The speakers all pointed to the exponentially higher impacts created when a deeper purpose is embedded into our actions - individuals, sports teams, brands or any organization — and the power of that to drive widespread positive change. Keynote speaker Jim Stengel— former Global Marketing Officer for Procter & Gamble and author of Grow: How Ideals Power Growth and Profit at the World’s Greatest Companies— used the example of Pampers, P&G’s biggest and worst-performing brand at the time, which turned things around when the brand team shifted its focus from the product’s functional benefits to its higher purpose — to enable children’s healthy development. P&G then partnered with UNICEF on an initiative to help promote the health, well-being and survival of kids around the world by fighting tetanus; throughout the 1 Pack = 1 Vaccine campaign, each Pampers purchase also purchased a tetanus vaccine for a child in an affected country. Pampers’ brand equity skyrocketed.
The bottom line, Stengel said, is that purpose energizes and inspires people, which benefits everyone: Purpose works across categories, products and business models – brands that activate a higher purpose in all that they do outperform and grow faster than their competition.
Stengel ended with the question: What if every brand or event or organization aspired to be the most shared, participatory, most giving ever, as Super Bowl 50 has done?

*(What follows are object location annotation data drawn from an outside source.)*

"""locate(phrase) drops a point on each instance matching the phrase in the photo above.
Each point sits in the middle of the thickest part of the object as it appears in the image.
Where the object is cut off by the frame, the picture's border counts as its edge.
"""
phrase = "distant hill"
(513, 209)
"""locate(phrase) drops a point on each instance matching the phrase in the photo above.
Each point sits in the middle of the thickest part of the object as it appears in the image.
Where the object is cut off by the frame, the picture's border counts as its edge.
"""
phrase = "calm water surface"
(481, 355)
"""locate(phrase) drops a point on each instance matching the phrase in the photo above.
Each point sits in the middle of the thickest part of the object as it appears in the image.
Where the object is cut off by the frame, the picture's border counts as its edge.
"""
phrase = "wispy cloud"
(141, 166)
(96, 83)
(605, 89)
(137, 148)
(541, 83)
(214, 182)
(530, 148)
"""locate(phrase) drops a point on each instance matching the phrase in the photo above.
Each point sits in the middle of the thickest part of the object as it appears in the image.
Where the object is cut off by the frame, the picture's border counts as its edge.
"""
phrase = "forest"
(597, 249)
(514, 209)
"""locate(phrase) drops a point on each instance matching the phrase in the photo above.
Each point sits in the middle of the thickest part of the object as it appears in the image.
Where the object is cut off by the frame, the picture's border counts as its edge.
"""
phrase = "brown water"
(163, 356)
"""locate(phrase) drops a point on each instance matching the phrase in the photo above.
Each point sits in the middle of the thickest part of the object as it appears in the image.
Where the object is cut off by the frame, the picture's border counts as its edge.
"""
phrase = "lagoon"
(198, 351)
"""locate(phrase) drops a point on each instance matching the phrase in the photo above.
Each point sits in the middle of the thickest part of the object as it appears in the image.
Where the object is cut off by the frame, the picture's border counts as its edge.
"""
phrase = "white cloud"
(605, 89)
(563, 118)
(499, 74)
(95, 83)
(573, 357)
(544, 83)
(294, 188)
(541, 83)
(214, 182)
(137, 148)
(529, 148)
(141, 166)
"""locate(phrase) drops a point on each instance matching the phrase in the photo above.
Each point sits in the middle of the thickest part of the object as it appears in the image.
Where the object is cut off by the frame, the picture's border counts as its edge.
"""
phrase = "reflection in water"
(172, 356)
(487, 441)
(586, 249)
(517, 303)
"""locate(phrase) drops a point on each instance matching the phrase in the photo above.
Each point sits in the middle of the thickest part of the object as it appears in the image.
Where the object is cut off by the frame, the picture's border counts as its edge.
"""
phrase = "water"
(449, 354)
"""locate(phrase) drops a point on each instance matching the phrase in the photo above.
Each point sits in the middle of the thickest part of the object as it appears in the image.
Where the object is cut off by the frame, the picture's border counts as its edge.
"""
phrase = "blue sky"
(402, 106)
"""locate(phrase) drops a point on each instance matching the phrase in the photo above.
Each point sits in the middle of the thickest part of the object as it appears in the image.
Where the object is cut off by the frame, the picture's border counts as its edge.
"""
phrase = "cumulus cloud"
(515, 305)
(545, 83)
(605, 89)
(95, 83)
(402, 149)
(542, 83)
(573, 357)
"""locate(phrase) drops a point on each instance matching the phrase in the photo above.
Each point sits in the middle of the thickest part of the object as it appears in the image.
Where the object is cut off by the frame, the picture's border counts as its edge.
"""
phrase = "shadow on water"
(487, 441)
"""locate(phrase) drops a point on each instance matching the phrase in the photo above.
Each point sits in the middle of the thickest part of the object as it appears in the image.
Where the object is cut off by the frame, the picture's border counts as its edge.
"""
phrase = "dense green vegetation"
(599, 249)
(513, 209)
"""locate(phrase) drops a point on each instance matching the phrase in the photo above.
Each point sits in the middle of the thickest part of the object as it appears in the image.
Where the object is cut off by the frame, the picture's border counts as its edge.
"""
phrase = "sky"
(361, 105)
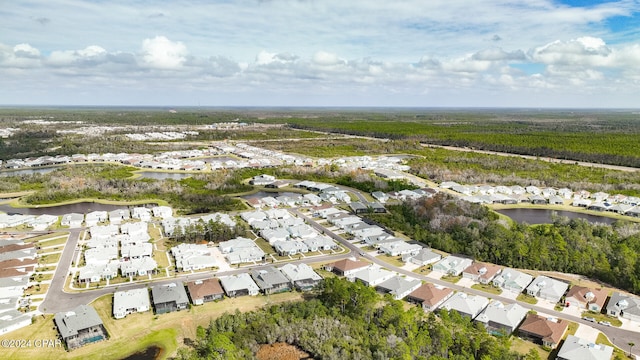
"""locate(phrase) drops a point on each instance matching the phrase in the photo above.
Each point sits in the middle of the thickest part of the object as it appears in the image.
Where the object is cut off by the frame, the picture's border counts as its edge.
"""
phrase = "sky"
(361, 53)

A number of baseball, basketball and football teams alike have launched Initiatives aimed at eliminating waste at sporting events in recent years, but the Super Bowl 50 Host Committee wanted to go far beyond making sure fans threw their trash in the correct bins, and as Host Committee president Keith Bruce said, “setting a new bar for the way sustainability’s embedded throughout a global sports organization from beginning to end.”

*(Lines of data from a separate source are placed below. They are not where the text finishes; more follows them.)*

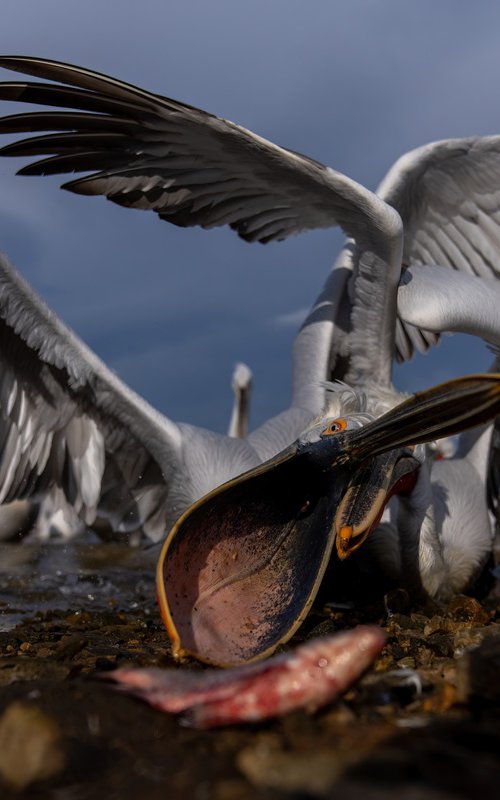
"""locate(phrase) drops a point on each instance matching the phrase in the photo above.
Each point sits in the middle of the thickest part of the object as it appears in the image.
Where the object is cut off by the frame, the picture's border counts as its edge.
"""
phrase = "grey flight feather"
(448, 196)
(66, 420)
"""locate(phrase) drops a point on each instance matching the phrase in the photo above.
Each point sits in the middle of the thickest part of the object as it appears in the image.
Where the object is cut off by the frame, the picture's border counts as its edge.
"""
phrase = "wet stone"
(31, 747)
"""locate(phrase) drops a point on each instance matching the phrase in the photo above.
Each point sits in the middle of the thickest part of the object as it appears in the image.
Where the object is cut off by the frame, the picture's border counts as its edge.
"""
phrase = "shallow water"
(36, 578)
(70, 612)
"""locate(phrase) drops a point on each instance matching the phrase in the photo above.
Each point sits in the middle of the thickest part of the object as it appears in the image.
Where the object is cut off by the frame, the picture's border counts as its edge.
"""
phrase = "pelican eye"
(337, 426)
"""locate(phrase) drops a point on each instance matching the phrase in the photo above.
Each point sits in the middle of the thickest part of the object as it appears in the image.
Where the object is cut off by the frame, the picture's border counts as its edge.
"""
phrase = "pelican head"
(240, 569)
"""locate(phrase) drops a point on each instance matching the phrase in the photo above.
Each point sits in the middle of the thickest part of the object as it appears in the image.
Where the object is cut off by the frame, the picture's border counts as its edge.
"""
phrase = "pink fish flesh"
(307, 677)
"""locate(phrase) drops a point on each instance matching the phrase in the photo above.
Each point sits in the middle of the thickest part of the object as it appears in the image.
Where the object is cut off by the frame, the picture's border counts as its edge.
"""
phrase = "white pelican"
(242, 388)
(106, 445)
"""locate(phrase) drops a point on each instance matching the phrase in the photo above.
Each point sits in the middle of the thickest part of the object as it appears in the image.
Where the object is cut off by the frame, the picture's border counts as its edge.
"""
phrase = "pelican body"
(436, 213)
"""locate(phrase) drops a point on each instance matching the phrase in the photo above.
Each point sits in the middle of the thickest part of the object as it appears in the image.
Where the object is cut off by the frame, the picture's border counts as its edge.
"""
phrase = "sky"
(352, 84)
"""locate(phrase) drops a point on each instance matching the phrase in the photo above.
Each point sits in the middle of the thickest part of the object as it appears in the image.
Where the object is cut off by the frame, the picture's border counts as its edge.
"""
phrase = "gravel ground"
(424, 722)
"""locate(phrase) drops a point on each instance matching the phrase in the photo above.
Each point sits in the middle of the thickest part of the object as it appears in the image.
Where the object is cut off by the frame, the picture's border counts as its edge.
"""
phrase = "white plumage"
(191, 168)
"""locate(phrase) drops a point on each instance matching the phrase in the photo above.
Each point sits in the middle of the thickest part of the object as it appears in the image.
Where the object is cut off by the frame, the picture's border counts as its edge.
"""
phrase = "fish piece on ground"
(308, 677)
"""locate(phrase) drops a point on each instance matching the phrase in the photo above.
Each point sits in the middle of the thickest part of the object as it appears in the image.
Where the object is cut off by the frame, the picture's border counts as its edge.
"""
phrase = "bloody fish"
(308, 677)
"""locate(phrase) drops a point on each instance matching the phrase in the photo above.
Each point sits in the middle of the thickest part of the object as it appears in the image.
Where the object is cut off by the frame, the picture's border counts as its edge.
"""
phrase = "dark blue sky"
(353, 84)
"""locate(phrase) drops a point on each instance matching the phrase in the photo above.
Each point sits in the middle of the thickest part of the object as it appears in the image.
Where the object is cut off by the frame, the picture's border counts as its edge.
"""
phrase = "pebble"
(30, 746)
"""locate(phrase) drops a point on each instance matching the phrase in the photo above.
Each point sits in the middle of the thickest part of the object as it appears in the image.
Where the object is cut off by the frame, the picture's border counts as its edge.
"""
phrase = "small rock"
(267, 766)
(468, 609)
(397, 601)
(406, 663)
(30, 746)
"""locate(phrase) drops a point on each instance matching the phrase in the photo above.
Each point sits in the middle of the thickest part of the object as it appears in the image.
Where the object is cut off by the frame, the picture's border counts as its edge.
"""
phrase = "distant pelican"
(107, 447)
(242, 389)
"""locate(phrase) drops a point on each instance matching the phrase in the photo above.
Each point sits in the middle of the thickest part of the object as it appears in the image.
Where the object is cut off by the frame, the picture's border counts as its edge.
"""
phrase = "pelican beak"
(240, 569)
(369, 490)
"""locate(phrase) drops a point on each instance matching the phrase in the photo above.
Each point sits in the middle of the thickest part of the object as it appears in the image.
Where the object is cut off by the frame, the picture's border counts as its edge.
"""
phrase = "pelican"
(113, 452)
(242, 388)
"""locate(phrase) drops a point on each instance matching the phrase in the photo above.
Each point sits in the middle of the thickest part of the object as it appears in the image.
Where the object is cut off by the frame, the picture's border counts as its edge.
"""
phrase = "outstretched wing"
(67, 421)
(448, 196)
(193, 168)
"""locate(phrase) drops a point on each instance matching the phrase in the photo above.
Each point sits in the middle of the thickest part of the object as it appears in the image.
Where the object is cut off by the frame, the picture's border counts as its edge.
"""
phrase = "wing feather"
(448, 196)
(66, 421)
(190, 167)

The Play Your Part campaign, launched last month in collaboration with cause-marketing agencies in/PACT and Citizen Group, is encouraging fans to perform or pledge to perform actions such as taking public transit or riding their bike to the Big Game, using reusable water bottles, properly recycling waste, hosting sustainable Super Bowl parties, and helping to allocate the 50 Fund’s $200,000 Sustainable Environments Game Changer Grant to a short list of Bay Area environmental non-profits.

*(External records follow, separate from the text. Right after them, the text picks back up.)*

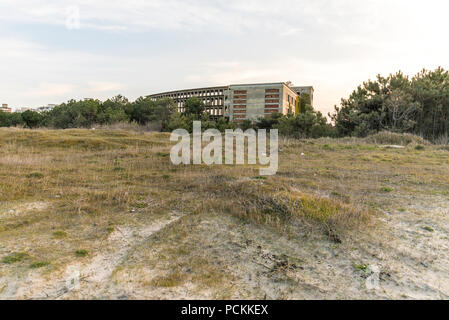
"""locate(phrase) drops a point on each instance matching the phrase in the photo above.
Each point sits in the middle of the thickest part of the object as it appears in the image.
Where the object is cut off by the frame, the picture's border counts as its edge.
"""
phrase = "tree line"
(163, 112)
(397, 103)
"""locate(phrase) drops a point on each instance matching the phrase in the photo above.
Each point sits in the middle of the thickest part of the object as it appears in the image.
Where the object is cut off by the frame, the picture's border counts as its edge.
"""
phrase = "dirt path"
(86, 280)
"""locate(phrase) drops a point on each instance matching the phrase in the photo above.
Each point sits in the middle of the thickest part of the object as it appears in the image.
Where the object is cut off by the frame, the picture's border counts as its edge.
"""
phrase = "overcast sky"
(137, 47)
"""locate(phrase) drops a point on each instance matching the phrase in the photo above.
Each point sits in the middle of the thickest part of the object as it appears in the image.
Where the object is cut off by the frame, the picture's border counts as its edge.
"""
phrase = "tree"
(32, 119)
(397, 103)
(113, 110)
(194, 106)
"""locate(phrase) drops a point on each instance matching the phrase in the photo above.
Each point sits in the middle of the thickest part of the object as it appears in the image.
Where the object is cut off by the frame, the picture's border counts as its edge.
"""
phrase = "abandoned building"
(243, 101)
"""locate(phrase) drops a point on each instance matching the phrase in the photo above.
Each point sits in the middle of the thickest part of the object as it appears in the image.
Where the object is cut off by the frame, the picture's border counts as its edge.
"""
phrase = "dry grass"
(65, 190)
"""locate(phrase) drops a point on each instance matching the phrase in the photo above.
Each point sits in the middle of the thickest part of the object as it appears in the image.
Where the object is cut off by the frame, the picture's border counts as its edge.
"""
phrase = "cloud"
(143, 46)
(51, 90)
(101, 87)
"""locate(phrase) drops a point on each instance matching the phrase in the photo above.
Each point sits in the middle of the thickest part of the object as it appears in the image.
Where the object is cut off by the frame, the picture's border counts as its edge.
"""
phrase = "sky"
(53, 51)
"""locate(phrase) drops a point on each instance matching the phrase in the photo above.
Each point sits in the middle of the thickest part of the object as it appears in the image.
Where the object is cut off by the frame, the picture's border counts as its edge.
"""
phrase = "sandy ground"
(400, 255)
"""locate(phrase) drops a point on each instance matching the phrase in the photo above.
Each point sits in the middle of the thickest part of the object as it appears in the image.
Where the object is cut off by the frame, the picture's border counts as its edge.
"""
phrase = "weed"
(39, 264)
(59, 234)
(81, 253)
(15, 257)
(36, 175)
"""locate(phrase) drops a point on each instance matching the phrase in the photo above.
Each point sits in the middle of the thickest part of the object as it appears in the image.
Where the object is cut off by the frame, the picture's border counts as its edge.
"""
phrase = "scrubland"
(109, 206)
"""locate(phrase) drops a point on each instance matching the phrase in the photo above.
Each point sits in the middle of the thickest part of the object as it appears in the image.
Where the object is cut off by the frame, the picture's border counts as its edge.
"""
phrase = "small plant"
(36, 175)
(360, 267)
(15, 257)
(162, 154)
(81, 253)
(39, 264)
(59, 234)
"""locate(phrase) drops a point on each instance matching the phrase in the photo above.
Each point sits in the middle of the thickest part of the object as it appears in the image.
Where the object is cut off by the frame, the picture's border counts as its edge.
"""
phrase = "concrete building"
(242, 101)
(5, 108)
(49, 107)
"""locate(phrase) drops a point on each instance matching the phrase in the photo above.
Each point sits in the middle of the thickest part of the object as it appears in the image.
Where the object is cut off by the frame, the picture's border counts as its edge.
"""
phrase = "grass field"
(110, 205)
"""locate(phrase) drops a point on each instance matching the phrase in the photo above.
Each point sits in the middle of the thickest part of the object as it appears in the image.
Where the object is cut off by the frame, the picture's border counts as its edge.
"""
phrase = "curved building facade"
(242, 101)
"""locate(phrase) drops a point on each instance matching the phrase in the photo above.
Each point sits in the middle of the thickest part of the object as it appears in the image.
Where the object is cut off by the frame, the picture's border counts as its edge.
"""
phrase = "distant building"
(242, 101)
(46, 108)
(5, 108)
(22, 109)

Two panels discussed purpose as a strategy for sports, and using the power of sports to engage fans and activate purpose.
“In this next decade, the opportunity for fan engagement is so rich,” said Citizen Group founder Robin Raj. “One example is a project that’s percolating right now, called ‘Mascots Forever.’ There was a meeting between NFL, NBA, NHL and MLB around this program, based on the observation that more than half of the professional sports teams have animals as their mascots, and half of those are threatened or endangered. So this kind of mobilization is in front of us right now - you create awareness, then you create engagement, then you create behavior change.”
“I think this is going to make a lasting impact and it’s going to change the way major sporting events happen in the future,” said Chip Bergh, CEO of Levi Strauss— official partner of the Super Bowl 50 Host Committee. “This is not a one-off – this becomes the new normal — and I think the challenge for the next Super Bowl committee is, how do you take on the great work that this team and everyone who’s been involved in this and take it to the next level? Once the circus leaves town, what happens next year?”
The fact that millennials and Generation Z are so much more in tune with social and environmental issues than previous generations could bode well for the success of the Host Committee’s sustainability strategy.
“Young people really do care about the planet, and I think it’s our responsibility to try to leave the world in a better place than it was when we inherited it,” Bergh said. “Purpose is a differentiator if you really get it right and people will choose your brand, choose your company if they know that you stand for the right thing.”
But the panelists agreed that activating on purpose is really where the rubber meets the road.
“You see brands that inspire the world with ideas. Very nice, but brands that bring behavior change suddenly start to grow far faster,” said Robert Schermers, of brand strategy firm Innate Motion. “People now want to contribute to what a brand does — they want to be part of a brand and contributing to making change. Looping back to the Super Bowl, people aren’t being talked to, they are part of everything — part of the community, part of the movement that we’re trying to create to make change happen.”
Will embedding purpose be enough to win over Super Bowl fans in a lasting way? It will be interesting to hear the results of the Host Committee’s sustainability efforts after the Big Game — and to see how (or if) future Host Committees continue to carry the torch.